Revelers at Thrillist's 'Information Superparty'
(Credit: Nick McGlynn/RandomNightOut.com)NEW YORK--Predatory women of the Samantha Jones variety would've done well to hightail it to Brooklyn on Wednesday night. Social news site Digg took over the massive Studio B nightclub for an Internet Week New York party and live taping of the Diggnation video podcast, and the place was filled almost exclusively with men under the age of 30. There were more getting turned away at the door. Ladies, I'm sure they could've used some hugs.
It was an event that the Silicon Alley Insider's Dan Frommer described as "two thousand sweaty dudes in a room in (the Brooklyn neighborhood) Williamsburg, paying $6 a beer to watch Digg founder Kevin Rose and sidekick Alex Albrecht perform 'Diggnation' live." There were also a few announcements: sister company Revision3 Networks has picked up the popular video show Epic Fu, and New York is officially Digg's biggest market with over a million visitors a month.
(Side note: Maybe that's why it's so infamously hard to find single men in New York. They're all sitting at their laptops hitting the Digg button on every story about the iPhone they can find.)

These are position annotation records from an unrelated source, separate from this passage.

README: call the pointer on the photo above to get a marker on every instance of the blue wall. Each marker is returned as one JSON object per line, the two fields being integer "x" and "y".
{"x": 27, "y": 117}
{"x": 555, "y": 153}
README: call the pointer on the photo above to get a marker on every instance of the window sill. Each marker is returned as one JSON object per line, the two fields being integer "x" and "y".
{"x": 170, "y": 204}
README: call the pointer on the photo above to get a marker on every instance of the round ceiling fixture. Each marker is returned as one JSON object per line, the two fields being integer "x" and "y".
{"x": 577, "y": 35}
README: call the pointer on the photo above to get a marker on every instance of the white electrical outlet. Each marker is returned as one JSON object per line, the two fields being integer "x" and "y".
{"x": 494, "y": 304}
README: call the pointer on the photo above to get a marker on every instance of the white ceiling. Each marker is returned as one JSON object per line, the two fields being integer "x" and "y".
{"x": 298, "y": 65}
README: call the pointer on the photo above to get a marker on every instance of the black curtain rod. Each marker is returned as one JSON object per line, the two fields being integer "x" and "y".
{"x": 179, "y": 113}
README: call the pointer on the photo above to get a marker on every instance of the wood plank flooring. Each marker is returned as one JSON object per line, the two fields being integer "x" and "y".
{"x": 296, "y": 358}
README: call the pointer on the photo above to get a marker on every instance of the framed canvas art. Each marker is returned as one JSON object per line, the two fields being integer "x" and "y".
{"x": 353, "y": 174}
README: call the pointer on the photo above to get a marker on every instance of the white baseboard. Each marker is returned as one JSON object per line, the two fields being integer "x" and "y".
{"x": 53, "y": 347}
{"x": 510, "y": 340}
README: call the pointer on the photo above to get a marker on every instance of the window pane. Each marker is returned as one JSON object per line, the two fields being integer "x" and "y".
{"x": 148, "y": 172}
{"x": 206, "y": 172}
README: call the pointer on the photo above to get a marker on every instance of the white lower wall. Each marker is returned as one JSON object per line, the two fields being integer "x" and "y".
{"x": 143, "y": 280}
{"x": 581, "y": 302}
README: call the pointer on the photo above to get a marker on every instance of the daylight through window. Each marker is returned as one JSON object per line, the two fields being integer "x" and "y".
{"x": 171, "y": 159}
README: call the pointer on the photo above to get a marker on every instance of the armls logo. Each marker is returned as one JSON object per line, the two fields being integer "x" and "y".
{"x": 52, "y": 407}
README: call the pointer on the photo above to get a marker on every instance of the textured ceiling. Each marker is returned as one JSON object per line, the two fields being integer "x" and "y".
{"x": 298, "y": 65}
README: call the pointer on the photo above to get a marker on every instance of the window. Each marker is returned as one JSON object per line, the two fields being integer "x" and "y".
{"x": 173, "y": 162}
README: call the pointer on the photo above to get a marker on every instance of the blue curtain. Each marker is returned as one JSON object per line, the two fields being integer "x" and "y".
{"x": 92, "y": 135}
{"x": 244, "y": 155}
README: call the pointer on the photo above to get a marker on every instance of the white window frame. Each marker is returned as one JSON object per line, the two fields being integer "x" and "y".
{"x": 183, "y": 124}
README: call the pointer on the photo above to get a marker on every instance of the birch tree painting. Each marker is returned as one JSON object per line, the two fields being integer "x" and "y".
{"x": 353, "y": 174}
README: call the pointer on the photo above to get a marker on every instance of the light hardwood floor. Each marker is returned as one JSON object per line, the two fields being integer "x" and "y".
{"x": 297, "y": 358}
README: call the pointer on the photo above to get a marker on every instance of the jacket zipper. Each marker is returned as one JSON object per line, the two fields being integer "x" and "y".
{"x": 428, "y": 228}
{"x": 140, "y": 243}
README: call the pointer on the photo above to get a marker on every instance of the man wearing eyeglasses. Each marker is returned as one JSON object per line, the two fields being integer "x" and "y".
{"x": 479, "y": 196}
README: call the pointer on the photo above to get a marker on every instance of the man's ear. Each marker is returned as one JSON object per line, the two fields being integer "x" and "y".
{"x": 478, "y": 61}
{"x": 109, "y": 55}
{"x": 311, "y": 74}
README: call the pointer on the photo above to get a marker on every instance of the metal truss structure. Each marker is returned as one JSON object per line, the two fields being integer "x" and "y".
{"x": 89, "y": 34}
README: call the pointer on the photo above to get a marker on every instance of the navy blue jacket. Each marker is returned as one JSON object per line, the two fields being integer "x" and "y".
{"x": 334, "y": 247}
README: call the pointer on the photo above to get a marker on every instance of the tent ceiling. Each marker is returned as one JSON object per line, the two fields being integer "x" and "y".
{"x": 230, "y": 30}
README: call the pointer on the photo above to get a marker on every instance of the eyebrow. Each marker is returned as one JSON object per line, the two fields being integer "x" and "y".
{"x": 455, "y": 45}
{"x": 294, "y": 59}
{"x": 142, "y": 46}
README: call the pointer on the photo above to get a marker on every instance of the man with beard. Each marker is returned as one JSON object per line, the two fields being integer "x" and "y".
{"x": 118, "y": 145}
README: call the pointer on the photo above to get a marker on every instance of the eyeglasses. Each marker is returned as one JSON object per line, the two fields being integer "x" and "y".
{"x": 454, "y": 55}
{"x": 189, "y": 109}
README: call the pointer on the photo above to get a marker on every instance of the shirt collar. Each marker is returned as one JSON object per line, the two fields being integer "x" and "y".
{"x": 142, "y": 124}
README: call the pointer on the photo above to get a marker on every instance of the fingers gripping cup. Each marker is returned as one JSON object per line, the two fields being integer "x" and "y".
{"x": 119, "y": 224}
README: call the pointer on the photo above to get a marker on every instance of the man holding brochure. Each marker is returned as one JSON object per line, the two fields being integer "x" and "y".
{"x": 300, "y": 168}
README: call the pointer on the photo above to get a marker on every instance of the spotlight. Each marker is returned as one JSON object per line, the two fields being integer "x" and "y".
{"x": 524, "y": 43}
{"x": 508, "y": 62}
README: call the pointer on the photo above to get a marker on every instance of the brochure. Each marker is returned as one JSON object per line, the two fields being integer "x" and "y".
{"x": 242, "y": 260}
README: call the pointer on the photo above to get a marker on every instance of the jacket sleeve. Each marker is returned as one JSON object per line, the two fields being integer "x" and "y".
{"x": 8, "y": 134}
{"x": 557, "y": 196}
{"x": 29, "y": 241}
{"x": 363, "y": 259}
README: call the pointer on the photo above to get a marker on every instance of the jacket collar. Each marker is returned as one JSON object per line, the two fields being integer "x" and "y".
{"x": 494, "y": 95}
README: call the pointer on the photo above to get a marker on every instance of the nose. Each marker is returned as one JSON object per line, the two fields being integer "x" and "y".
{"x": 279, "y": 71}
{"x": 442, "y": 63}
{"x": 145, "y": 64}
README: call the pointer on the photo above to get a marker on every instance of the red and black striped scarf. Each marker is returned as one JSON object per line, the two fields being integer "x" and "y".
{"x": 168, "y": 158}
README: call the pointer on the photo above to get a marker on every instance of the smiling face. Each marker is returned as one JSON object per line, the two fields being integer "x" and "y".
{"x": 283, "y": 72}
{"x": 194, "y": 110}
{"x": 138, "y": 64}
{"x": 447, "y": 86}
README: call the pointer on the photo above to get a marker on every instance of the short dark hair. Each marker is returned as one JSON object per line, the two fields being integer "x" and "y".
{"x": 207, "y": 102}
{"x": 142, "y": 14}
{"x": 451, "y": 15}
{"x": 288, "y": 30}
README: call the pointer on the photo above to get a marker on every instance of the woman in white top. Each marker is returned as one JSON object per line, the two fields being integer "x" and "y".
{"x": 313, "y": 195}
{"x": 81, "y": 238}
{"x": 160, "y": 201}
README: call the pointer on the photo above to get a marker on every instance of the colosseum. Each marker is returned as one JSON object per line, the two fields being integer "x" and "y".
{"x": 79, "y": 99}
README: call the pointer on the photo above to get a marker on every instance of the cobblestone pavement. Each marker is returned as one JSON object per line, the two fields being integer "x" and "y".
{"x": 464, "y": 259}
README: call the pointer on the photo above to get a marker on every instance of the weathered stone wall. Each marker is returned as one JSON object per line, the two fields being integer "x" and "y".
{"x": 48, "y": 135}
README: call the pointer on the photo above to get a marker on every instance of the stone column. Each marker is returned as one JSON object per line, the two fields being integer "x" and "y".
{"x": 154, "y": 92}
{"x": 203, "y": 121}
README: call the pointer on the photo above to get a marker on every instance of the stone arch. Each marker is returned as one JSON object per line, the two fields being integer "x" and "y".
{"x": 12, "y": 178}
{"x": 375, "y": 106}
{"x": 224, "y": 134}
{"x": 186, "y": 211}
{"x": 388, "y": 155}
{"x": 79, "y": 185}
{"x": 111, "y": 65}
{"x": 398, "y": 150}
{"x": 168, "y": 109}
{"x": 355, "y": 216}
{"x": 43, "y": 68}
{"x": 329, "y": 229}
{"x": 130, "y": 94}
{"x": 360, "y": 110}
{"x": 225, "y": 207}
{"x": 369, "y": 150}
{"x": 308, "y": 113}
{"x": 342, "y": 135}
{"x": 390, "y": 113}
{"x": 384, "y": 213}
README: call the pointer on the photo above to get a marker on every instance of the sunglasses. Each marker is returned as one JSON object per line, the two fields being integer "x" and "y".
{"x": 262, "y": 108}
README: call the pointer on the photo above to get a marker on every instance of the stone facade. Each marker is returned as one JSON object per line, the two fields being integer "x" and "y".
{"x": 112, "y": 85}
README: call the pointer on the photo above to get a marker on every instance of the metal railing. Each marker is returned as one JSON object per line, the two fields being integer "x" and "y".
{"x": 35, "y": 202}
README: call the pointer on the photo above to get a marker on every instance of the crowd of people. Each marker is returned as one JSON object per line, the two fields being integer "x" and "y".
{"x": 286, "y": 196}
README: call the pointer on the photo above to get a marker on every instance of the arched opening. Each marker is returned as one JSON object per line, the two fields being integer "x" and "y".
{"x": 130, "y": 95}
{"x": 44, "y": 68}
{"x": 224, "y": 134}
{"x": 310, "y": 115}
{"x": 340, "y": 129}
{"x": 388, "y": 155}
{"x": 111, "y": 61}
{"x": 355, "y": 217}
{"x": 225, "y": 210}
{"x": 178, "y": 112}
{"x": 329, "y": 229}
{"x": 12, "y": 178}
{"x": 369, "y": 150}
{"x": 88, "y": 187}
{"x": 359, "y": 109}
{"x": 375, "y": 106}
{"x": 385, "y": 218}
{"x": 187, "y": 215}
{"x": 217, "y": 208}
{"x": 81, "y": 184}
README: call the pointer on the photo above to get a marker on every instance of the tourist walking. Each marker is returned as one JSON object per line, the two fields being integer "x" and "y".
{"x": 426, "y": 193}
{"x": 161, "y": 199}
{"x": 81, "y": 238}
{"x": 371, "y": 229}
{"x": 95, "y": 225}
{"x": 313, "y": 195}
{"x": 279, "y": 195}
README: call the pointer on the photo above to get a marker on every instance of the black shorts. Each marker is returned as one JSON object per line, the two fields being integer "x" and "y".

At the Digg party, founder Kevin Rose (right) hangs with buddy and wine guru Gary Vaynerchuk.
(Credit: Caroline McCarthy/CNET News.com)Kevin Rose was also completely hounded by fanboys with cameras after the Diggnation taping, something usually reserved for female tech celebrities. He retreated to a back room where he was spotted among digerati buddies like wine guru Gary Vaynerchuk, who was reportedly behind the presence of several bottles of Diggnation-branded wine.
Earlier that night I'd stopped by the Hiro Ballroom nightclub for another Internet Week soiree thrown by newsletter start-up Thrillist, which has the kind of wild-party reputation in New York that Yelp does in San Francisco. There was a '90s-vintage "Information Superparty" theme, which meant that everyone got to bounce around to "Gettin' Jiggy With It" and "Steal My Sunshine" while a VJ mixed visual accompaniments of Lewinsky-era Bill Clinton and Web 1.0 AOL IM conversations. (There's a backstory to the AOL homages: Thrillist co-founder Ben Lerer is the son of former AOL exec Ken Lerer, and the start-up is part of the Pilot Group, the investment firm run by ex-AOL president Bob Pittman.)
While it's geared toward the "dude" market that Digg has captured, Thrillist managed to pack its party with a far more mixed-gender crowd. Good show, fellows, good show.